- Historic Sites
A great ship of today seeks to evoke the golden liners of memory
May/June 1998 | Volume 49, Issue 3
Miller’s story of his early days as a ship buff is echoed by other members of the society. Tom Cassidy claims his interest started by age seven when he and his family saw a relative off on the United States . By the time Cassidy was nine and making crossings with his parents on such ships as the Îie de France and the Liberté , he was hooked. He would check the newspapers to see what ships were in port and, list in hand, go visit as many as four in a day.

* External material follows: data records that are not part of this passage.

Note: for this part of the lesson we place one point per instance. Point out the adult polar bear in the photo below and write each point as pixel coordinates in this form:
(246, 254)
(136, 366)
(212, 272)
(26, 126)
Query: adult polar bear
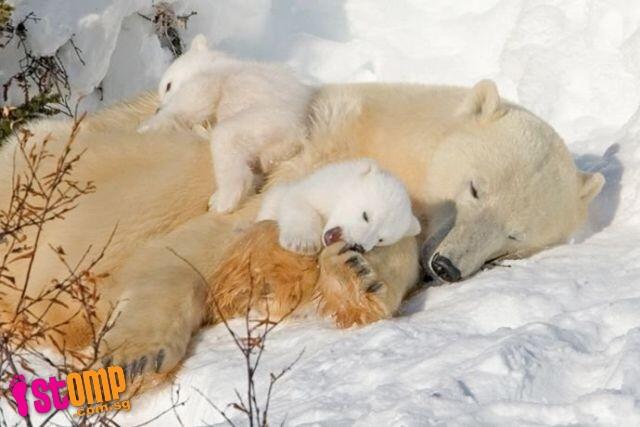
(487, 178)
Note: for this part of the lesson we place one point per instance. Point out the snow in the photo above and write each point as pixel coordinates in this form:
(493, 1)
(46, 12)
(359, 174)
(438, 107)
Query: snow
(552, 340)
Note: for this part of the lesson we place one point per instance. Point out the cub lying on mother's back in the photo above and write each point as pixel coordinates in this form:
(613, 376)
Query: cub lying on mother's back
(354, 201)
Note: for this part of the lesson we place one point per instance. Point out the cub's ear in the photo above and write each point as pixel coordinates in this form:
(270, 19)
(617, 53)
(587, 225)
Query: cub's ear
(592, 183)
(199, 43)
(483, 102)
(414, 228)
(365, 166)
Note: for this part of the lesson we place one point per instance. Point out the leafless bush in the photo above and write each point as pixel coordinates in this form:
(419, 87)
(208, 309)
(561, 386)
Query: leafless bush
(166, 24)
(44, 191)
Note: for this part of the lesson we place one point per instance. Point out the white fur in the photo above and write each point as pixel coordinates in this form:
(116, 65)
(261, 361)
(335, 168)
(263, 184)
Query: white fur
(257, 111)
(369, 205)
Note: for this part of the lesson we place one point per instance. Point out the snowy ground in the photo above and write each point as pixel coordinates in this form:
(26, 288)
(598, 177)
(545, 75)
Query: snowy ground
(553, 340)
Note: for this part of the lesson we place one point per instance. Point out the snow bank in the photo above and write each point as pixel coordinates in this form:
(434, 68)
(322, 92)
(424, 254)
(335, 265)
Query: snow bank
(552, 340)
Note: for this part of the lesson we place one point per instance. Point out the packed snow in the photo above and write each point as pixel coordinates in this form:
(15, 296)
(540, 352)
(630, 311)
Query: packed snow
(551, 340)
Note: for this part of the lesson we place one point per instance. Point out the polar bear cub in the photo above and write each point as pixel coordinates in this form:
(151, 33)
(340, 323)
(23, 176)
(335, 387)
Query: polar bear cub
(257, 111)
(354, 201)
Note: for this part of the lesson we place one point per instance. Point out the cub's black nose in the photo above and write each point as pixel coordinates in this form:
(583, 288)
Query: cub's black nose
(444, 268)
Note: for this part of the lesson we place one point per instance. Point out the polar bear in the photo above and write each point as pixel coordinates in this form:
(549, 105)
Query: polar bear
(257, 111)
(353, 201)
(486, 178)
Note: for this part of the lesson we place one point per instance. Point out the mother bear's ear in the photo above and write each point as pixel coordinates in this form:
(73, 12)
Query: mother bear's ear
(483, 102)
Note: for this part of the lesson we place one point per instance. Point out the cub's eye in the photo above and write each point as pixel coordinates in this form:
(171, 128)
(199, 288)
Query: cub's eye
(474, 191)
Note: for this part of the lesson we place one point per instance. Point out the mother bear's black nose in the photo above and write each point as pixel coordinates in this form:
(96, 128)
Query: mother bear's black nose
(444, 268)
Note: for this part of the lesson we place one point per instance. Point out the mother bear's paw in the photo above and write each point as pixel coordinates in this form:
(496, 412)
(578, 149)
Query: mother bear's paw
(349, 288)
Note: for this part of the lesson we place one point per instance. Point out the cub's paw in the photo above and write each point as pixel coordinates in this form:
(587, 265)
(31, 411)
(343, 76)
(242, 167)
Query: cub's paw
(349, 289)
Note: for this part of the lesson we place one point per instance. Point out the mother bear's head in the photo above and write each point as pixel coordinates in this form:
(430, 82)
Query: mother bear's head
(501, 185)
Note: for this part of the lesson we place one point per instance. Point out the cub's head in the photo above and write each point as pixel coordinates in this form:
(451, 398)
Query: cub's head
(373, 209)
(502, 185)
(184, 89)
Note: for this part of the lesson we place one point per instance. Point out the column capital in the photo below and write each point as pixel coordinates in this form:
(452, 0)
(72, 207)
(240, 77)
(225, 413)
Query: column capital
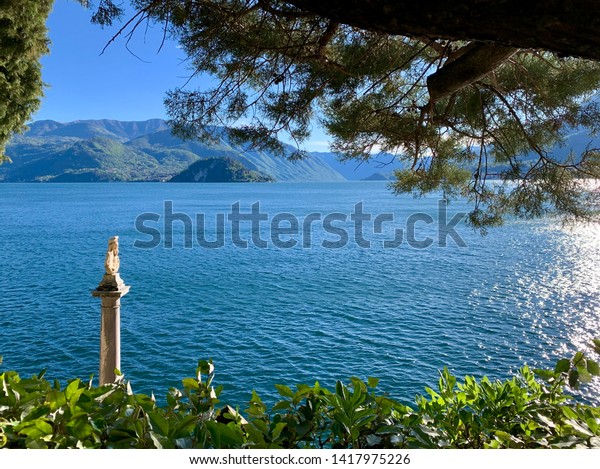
(122, 291)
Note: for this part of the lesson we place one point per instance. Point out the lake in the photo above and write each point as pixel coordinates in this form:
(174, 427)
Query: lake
(327, 286)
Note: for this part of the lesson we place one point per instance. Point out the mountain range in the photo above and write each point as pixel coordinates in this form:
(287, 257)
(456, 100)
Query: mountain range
(110, 150)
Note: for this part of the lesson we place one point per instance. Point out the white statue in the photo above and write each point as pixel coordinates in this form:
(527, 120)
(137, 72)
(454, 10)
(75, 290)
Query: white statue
(111, 264)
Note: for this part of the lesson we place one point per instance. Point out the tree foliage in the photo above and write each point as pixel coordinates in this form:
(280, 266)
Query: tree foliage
(23, 40)
(457, 112)
(521, 412)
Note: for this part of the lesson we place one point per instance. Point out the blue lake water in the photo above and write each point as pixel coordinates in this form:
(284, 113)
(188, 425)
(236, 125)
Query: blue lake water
(527, 293)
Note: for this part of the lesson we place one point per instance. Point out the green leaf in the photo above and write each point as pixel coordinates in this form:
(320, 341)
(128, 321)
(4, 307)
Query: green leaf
(278, 429)
(159, 424)
(593, 368)
(44, 427)
(190, 383)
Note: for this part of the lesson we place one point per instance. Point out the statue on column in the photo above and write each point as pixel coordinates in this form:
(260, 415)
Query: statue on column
(112, 280)
(111, 264)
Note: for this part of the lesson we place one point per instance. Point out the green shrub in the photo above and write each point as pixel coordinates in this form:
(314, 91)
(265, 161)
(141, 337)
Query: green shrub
(523, 412)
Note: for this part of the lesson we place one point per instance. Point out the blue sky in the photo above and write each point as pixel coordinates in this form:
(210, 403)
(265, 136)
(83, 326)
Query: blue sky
(85, 84)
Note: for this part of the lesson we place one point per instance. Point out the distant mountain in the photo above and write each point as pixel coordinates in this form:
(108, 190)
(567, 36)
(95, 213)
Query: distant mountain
(379, 177)
(359, 170)
(220, 170)
(110, 150)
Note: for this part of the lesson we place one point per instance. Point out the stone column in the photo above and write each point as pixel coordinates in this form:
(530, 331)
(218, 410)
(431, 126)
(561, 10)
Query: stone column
(110, 291)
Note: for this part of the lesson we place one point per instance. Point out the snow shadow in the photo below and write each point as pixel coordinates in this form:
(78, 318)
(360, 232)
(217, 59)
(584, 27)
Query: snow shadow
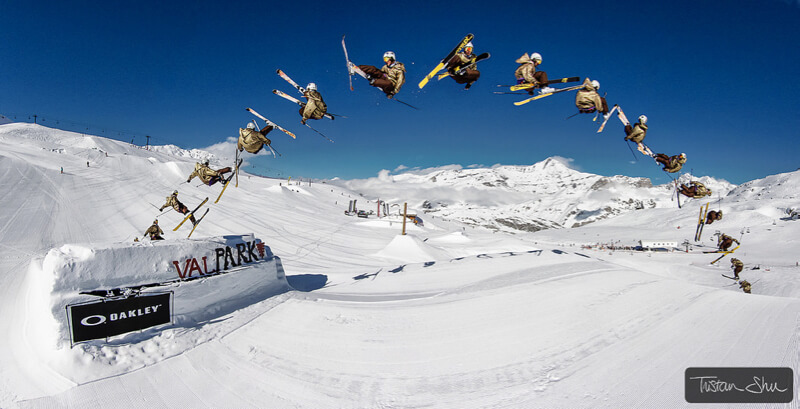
(307, 282)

Brad Hatry was aboard the Crystal Symphony with his wife, Marilyn, whom he had met in 1981 on the Rotterdam . They were accompanied by their five-year-old daughter, Elizabeth, who proudly told me she was on her thirteenth cruise. Hatry, too, remembers believing as a boy “that no one else could have these interests.” Since such passions were born in the last era of the great liners, most of the society’s members are now in their fifties or older. But, Hatry tells me, “we’re starting gradually to get a younger crowd, and I can’t think why.” He cites “young Tom Rinaldi,” who, for his high school graduation present, begged his parents to take him on the final westbound voyage of the Rotterdam , which is generally considered the last of the grandes dames of the Atlantic run as well as one of the first ships built for both two-class transatlantic crossings and one-class cruising. Now all the Rinaldis are avid members of the World Ship Society. “In this case Tom got his parents involved, rather than the other way around,” says Hatry.